Of course, there’s money to be saved using shallow tooling around routing and analytics, untested agent tools and automations, and a buggy user experience. But one must also consider the tradeoffs. Without reliable, well-designed automations to support your agents, your best people won’t have the bandwidth to take on more complex cases. Without dynamic routing capabilities to send customers to the right bot or agent, you’ll be wasting their valuable time and frustrating them. And without in-depth analytics and reporting tools to figure out why CSAT and demonstrable ROI are low and agent attrition is high, you’ll be left guessing when your management asks tough questions. 

Untested providers can also get you into hot water when it comes to data privacy and security issues. In a world where your customer interactions are increasingly under scrutiny, and where every social post can go viral, it’s imperative to consider the risk of using a provider that claims they have graduated overnight from likes and emojis to deep customer engagement at scale. 

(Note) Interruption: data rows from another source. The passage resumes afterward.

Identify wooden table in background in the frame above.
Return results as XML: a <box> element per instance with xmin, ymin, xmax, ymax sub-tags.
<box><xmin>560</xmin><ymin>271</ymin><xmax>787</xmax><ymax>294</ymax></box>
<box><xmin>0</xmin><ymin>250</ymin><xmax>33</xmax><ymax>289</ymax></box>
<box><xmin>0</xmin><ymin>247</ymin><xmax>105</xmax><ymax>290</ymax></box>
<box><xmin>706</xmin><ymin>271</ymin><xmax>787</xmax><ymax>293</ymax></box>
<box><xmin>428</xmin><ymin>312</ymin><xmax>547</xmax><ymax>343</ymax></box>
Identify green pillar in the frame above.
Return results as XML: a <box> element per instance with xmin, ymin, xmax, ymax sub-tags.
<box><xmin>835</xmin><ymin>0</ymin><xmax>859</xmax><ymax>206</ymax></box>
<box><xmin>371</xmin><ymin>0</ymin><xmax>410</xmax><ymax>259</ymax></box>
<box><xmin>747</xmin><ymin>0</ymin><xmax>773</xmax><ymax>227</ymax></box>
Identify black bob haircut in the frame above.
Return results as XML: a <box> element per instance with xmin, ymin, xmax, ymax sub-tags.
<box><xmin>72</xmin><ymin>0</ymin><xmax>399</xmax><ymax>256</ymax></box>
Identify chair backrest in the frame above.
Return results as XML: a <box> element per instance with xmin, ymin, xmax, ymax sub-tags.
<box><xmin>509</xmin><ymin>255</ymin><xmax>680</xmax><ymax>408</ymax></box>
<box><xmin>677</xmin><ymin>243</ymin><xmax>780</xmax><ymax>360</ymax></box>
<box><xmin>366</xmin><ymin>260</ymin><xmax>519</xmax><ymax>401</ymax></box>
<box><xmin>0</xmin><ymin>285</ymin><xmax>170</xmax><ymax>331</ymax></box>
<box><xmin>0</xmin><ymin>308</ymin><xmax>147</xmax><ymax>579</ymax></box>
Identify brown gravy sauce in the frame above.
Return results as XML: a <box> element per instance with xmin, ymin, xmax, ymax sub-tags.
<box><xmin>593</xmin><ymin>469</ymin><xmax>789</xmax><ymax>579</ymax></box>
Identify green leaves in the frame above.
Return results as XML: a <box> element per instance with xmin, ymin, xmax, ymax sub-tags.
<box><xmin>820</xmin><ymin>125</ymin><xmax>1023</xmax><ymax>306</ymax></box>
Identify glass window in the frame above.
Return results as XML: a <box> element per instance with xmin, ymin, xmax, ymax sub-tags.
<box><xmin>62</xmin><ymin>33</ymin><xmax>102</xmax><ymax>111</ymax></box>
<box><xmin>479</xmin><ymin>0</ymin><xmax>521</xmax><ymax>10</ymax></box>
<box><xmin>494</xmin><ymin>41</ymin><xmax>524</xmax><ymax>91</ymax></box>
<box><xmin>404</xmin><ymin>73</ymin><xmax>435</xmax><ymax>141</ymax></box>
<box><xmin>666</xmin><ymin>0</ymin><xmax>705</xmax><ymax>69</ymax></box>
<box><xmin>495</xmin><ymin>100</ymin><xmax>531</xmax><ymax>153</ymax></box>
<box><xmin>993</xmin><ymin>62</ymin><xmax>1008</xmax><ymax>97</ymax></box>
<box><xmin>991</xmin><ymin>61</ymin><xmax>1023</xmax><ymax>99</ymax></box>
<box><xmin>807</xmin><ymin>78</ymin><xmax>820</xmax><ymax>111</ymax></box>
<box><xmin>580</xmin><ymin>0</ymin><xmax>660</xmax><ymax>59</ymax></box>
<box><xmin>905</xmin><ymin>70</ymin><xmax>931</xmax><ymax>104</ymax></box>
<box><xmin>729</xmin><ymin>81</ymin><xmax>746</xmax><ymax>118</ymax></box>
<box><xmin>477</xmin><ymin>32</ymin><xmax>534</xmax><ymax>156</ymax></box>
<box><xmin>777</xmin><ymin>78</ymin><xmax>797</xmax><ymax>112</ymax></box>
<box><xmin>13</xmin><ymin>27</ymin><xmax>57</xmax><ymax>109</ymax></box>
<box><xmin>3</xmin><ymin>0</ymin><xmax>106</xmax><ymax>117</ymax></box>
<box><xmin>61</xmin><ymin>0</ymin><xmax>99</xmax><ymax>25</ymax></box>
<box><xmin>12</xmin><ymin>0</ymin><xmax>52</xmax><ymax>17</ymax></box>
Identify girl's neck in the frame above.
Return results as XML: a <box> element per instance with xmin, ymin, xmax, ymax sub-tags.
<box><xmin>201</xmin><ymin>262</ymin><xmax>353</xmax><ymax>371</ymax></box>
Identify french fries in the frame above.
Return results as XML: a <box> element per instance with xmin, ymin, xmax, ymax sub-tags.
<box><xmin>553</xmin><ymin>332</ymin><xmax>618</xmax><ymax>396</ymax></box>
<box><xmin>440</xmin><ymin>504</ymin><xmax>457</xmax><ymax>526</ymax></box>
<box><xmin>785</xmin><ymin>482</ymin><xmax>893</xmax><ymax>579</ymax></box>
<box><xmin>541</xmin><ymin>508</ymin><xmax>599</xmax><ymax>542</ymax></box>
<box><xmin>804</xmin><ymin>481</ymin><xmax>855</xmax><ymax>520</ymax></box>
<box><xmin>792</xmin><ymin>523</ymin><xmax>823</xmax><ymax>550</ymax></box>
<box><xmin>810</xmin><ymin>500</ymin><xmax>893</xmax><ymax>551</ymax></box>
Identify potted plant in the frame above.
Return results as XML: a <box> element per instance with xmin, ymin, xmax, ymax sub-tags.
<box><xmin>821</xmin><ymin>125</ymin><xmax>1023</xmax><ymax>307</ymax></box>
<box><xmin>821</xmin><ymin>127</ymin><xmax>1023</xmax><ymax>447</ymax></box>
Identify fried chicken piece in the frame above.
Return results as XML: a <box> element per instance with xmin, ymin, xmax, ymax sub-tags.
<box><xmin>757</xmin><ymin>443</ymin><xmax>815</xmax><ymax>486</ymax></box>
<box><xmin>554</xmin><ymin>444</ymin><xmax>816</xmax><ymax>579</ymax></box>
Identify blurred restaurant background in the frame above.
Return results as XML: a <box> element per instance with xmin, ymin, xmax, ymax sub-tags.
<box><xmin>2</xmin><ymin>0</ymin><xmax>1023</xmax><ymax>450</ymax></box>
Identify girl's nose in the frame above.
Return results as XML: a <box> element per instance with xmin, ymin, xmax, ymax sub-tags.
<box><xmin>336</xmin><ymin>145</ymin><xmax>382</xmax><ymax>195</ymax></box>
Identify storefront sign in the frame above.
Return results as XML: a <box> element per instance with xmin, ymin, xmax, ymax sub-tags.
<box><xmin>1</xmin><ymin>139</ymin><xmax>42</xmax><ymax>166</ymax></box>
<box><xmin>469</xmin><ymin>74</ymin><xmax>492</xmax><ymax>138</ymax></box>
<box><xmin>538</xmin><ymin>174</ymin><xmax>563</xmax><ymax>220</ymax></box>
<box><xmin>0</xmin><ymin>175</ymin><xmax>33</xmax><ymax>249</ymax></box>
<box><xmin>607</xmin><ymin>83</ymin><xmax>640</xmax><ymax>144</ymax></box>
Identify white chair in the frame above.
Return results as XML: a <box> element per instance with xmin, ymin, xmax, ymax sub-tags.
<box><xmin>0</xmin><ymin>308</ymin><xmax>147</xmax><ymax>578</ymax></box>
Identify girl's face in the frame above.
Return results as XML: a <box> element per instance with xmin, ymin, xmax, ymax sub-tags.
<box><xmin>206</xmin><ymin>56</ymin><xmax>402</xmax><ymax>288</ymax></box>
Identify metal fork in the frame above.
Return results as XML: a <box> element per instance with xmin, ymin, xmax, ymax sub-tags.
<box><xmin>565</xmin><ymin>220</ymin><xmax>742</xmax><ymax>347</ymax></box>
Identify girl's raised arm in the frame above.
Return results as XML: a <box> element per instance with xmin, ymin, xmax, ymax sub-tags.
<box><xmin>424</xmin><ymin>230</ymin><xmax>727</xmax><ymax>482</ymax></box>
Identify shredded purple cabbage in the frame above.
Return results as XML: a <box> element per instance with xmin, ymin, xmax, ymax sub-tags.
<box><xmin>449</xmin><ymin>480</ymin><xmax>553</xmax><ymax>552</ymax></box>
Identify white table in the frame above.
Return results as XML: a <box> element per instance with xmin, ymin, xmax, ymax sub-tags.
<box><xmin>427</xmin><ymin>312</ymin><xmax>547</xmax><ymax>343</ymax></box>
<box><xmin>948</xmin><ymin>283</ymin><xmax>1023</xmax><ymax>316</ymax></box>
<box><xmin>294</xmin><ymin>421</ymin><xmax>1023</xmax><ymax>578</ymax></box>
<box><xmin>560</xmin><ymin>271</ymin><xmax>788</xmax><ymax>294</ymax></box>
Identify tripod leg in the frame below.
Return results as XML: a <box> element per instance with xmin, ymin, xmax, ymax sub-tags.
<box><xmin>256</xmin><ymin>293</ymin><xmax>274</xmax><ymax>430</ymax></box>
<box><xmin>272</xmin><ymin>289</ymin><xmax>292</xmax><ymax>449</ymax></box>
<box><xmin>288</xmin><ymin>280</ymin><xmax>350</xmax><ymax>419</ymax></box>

These same providers are often unable to answer many key questions around strategy and process:

  • How will they make agents more efficient and how do they intend to incorporate automation in agent processes?
  • Do they have experience implementing transformational automation programs and the tools for you to build and optimize bots?
  • How much contact center expertise do they have in-house to support your digital engagement programs?

There’s a reason many of these vendors offer cheap customer interaction capabilities and are known better for broader social media management plays. They’re playing with shallow equipment in a game that requires depth. Real customer engagement — that actually drives revenue, efficiency, and measurable ROI — is in a different league entirely.